A cohabitation or "living together" agreement typically covers more day-to-day matters such as the way the household is run or other circumstances specific to the relationship. Stephen Kirwan, managing director of law firm Nowell Mellor, said: "A declaration of trust or cohabitation agreement establishes what your property is and it is binding on execution: it cannot be changed without the consent of both parties.
"A declaration of trust is usually in relation to particular property and a cohabitation agreement can include extra details about paying off debts, joint accounts and financial arrangements around children, such as who pays for school fees."
A home is usually the largest asset a person or couple owns, and for married couples or those in a civil partnership, each person has equal rights to the property no matter who bought it, who pays the mortgage or who maintains it.
For cohabiting couples it is not that straightforward.
If the property is owned by one of the couple, it has to be decided whether their partner has an interest in the property – because they contribute to the mortgage, or because they pay for building work, for example.
However, if these contributions are not set out in a declaration-of-trust agreement then the partner who does not own the property could find they have no rights to a share of the home if the relationship breaks down.
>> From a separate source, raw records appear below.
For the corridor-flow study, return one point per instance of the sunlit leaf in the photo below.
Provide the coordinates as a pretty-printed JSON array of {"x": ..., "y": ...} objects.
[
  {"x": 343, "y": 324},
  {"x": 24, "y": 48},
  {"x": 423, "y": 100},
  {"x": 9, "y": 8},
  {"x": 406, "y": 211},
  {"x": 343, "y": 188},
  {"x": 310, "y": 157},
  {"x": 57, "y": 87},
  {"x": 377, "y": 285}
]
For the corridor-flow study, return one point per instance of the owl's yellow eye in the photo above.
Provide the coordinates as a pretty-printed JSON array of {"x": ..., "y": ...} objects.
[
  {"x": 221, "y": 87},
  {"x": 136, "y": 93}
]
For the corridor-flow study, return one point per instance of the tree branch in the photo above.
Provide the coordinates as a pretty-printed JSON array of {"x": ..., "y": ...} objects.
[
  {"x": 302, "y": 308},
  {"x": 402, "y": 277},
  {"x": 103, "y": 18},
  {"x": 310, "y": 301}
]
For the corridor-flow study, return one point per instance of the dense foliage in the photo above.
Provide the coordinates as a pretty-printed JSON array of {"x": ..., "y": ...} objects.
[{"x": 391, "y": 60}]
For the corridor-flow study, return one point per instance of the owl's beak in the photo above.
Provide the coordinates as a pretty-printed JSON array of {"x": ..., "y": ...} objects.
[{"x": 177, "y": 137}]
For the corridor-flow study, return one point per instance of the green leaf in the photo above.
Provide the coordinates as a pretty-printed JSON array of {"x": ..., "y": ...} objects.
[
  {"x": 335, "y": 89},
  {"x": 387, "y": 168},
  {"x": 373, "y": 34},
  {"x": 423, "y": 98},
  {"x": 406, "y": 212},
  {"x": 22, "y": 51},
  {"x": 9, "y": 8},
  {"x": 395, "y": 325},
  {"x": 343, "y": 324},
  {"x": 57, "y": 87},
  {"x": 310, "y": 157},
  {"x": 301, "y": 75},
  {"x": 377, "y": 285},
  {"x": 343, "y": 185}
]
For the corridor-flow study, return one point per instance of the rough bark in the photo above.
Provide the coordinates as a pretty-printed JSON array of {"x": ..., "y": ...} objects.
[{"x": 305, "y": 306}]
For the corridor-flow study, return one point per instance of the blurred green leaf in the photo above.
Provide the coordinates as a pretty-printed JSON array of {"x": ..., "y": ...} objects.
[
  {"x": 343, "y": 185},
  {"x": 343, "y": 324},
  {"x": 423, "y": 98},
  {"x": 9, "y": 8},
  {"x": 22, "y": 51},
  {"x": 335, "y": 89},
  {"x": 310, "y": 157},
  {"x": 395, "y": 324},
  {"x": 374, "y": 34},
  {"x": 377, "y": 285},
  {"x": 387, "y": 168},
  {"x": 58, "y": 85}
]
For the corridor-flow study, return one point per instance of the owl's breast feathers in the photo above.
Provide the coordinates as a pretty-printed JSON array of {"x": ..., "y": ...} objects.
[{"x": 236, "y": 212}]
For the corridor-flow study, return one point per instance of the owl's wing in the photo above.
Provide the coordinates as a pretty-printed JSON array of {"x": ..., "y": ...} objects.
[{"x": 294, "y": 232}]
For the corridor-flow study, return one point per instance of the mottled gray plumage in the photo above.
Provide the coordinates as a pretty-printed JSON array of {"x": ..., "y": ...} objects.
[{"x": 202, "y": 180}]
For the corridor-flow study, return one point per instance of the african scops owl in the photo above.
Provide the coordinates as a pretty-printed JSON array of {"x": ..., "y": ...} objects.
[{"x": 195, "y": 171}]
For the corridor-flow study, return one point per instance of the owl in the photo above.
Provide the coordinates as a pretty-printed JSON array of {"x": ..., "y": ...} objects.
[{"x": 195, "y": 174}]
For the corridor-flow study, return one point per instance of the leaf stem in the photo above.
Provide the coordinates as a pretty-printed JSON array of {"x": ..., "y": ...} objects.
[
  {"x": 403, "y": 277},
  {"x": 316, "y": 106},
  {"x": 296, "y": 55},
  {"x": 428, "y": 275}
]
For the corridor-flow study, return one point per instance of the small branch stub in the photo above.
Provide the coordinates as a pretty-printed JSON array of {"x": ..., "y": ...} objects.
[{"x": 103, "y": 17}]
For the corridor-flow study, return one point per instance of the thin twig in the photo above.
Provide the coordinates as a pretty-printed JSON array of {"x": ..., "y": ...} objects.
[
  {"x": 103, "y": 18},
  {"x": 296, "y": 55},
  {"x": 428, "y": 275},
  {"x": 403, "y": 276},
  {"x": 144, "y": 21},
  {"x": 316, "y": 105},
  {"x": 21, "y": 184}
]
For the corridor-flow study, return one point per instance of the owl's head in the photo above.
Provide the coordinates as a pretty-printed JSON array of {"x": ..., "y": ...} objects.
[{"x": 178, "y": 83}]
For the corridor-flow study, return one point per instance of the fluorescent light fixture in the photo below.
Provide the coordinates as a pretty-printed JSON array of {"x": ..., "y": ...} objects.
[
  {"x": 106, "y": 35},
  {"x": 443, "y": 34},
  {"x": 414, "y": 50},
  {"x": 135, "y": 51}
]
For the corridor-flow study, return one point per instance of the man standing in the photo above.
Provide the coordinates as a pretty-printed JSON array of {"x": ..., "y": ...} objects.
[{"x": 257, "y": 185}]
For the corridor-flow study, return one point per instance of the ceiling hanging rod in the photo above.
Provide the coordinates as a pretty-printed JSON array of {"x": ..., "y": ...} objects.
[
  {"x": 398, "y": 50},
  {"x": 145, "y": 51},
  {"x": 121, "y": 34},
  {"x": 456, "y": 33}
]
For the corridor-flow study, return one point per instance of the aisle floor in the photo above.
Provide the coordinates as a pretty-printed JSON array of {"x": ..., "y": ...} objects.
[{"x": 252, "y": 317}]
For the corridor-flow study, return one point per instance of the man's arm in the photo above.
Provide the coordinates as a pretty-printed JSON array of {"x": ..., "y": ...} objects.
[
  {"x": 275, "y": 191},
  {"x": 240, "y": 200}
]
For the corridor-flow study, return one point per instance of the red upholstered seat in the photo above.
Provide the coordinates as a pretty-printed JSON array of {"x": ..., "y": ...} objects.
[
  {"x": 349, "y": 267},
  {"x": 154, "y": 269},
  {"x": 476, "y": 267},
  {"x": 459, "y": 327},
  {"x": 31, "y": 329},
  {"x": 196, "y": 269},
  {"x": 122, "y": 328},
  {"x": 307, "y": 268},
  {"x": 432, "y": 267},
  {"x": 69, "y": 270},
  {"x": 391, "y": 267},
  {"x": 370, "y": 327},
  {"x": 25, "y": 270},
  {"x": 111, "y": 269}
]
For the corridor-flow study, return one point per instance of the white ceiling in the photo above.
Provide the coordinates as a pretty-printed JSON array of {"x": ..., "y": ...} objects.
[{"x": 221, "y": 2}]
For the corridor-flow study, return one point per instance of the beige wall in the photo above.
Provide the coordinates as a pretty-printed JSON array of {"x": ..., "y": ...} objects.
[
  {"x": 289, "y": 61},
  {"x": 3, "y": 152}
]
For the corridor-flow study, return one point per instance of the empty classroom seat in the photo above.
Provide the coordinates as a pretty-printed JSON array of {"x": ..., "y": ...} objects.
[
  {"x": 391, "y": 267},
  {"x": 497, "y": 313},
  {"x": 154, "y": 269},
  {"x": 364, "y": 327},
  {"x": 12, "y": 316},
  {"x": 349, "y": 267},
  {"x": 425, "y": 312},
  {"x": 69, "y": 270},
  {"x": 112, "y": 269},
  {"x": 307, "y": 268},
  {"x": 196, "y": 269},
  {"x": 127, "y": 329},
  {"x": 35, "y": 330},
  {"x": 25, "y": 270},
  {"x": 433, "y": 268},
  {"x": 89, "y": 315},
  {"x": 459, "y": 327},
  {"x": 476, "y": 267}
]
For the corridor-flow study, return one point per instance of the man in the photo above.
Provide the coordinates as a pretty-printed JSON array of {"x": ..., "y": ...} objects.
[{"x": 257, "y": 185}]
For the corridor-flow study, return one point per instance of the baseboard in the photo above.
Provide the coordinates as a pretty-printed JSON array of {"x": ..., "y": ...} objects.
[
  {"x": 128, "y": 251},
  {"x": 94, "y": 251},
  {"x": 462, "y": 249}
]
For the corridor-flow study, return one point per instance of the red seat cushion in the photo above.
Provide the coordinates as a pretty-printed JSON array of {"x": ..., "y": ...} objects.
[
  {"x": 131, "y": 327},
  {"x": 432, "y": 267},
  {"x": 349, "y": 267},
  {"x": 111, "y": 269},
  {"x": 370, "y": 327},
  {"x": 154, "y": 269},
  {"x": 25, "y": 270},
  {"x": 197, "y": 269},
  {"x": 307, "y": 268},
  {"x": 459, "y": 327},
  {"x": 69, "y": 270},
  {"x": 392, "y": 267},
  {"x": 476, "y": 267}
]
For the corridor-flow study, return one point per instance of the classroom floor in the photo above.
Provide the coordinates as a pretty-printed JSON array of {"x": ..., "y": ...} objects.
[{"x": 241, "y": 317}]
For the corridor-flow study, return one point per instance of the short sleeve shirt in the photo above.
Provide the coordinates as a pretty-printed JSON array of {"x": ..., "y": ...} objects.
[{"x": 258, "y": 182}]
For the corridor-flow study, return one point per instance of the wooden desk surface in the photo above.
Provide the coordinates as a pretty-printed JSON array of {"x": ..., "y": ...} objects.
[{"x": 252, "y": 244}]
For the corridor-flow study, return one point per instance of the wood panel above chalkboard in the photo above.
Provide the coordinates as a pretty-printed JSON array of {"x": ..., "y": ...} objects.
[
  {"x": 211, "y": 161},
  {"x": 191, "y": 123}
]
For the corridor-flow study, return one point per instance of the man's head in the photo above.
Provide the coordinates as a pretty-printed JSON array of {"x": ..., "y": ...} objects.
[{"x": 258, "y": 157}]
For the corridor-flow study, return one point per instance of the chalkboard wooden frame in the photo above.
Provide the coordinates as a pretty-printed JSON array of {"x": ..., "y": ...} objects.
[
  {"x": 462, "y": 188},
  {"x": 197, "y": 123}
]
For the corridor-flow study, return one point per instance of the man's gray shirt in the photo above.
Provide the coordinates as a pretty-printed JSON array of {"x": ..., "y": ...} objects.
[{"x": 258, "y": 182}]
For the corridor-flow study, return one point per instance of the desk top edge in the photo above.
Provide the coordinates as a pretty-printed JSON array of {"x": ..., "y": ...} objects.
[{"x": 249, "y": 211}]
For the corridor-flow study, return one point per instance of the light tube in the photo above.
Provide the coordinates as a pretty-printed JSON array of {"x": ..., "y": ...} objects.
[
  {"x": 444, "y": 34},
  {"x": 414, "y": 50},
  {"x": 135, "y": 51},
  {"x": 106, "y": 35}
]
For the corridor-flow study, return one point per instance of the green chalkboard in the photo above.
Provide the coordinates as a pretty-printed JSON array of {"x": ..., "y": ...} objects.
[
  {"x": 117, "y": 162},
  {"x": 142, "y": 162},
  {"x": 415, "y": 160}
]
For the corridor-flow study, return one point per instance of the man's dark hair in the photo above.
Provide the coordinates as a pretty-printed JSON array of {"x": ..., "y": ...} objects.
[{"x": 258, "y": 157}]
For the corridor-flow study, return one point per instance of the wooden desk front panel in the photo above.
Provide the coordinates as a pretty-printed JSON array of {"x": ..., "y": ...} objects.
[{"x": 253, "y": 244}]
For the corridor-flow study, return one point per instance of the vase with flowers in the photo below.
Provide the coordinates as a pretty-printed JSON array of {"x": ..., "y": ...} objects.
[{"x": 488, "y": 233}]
Similarly, cohabitors buying a home together should make sure they use the right legal structure so the property passes automatically to the surviving partner in the event of death.
Property-purchase contracts can be drawn up as either "joint tenancy" or "tenants in common". Under joint tenancy, both partners own the whole property, meaning that if one person dies, the survivor carries on owning it.
Tenants in common means each partner owns a specific share. Under this arrangement, the share a person has in a property can be left to whoever they choose.
Mr Kirwan warns that cohabitors purchasing a property under tenants-in-common rules should also draw up a will to ensure their share of the property is passed on to the person they wish.